Macy’s, Inc. (NYSE: M) reported its financial results for the fourth quarter and fiscal year 2024, along with its 2025 guidance.
Key highlights:
- Fourth quarter GAAP diluted earnings per share (EPS) was $1.21, while adjusted diluted EPS was $1.80, exceeding prior guidance.
- Comparable sales were down 1.1% on an owned basis but up 0.2% on an owned-plus-licensed-plus-marketplace basis.
- Macy’s First 50 locations saw comparable sales growth of 0.8% on an owned basis and 1.2% on an owned-plus-licensed basis.
- Bloomingdale’s recorded 4.8% owned comparable sales growth and its best 6.5% owned-plus-licensed-plus-marketplace sales growth.
- Bluemercury continued its growth, with comparable sales up 6.2% for the 16th consecutive quarter.
- Ended fiscal year 2024 with $1.3 billion in cash, up $272 million year-over-year.
- Generated $1.3 billion in operating cash flow and $679 million in free cash flow.
- Announced intent to resume share buybacks under the remaining $1.4 billion share repurchase authorization.
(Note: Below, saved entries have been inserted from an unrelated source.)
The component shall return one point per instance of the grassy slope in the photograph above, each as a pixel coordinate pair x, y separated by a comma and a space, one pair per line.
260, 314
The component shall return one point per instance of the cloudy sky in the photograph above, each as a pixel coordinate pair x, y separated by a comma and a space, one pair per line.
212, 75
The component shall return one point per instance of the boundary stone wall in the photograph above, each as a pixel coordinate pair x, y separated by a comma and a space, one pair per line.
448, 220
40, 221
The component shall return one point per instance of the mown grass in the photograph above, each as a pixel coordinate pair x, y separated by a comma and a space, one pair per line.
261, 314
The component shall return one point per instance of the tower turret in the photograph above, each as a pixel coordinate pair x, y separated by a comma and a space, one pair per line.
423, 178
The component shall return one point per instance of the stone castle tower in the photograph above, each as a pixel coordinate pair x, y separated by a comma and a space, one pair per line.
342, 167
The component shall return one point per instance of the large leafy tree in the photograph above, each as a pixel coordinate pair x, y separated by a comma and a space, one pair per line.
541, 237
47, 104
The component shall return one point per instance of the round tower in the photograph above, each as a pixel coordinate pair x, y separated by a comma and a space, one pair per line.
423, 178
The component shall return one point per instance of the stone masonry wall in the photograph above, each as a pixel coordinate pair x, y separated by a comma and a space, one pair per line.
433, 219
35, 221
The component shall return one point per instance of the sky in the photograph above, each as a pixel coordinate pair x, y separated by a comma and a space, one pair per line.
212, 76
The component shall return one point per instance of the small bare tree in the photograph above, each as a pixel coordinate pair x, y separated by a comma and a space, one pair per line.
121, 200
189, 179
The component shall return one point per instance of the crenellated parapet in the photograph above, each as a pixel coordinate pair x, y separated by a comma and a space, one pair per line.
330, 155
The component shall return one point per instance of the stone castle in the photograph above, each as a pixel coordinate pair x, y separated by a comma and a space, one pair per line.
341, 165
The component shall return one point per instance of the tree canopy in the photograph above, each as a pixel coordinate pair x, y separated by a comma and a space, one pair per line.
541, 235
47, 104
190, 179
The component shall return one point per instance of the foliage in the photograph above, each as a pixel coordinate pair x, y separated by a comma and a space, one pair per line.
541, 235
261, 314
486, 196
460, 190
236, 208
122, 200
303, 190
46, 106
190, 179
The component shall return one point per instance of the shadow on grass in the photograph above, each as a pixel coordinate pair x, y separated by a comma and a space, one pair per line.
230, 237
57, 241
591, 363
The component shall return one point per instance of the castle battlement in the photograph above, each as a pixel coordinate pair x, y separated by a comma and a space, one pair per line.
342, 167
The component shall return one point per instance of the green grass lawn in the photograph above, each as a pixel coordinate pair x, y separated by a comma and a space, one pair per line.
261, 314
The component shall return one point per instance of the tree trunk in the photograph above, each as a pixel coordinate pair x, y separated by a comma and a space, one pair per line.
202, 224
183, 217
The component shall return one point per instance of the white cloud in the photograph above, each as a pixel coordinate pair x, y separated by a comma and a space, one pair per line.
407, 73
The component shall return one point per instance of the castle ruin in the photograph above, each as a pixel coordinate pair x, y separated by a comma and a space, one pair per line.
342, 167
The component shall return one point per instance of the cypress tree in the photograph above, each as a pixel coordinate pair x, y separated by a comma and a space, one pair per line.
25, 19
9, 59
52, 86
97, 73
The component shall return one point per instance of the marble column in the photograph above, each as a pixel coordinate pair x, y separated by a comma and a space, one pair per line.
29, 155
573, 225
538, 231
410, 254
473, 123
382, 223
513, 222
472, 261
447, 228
Fourth quarter 2024 results (year-over-year comparison):
- Net sales were $7.8 billion, down 4.3%.
- Gross margin rate was 35.7%, down 80 basis points.
- SG&A expenses were $2.4 billion, down $23 million, reflecting cost discipline.
- GAAP diluted EPS was $1.21; adjusted diluted EPS was $1.80, compared to $2.24 in Q4 2023.
- Operating income was $500 million, up from a loss of $149 million last year.
Fiscal year 2024 results (year-over-year comparison):
- Net sales were $22.3 billion, down 3.5%.
- Comparable sales were down 2.0% on an owned basis and down 0.9% on an owned-plus-licensed-plus-marketplace basis.
- Gross margin rate was 38.4%, flat year-over-year.
- GAAP diluted EPS was $2.07; adjusted diluted EPS was $2.64, compared to $3.28 in fiscal year 2023.
- Free cash flow was $679 million.
2025 outlook:
- Net sales are projected to be between $21.0 billion and $21.4 billion.
- Comparable owned-plus-licensed-plus-marketplace sales are expected to be down approximately 2.0% to down 0.5%.
- Adjusted diluted EPS is expected to be between $2.05 and $2.25.
- Core adjusted EBITDA margin is projected to be between 8.0% and 8.2%.
CEO Tony Spring highlighted that Macy’s strategy is delivering results, with comparable sales improving to their best level in 11 quarters. He noted that growth in the First 50 locations and luxury segments, including Bloomingdale’s and Bluemercury, are strong drivers.
CFO Adrian Mitchell reaffirmed Macy’s commitment to elevating the customer experience, maintaining operational efficiency, and returning capital to shareholders through dividends and share buybacks.
Balance sheet and liquidity:
- Cash position of $1.3 billion with no short-term borrowings.
- Total debt of $2.8 billion, with no major maturities until 2027.
- Merchandise inventory increased 2.5%, partly due to the shift to cost accounting.
Share repurchase plan:
Macy’s intends to resume share buybacks under its $1.4 billion authorization, depending on market conditions.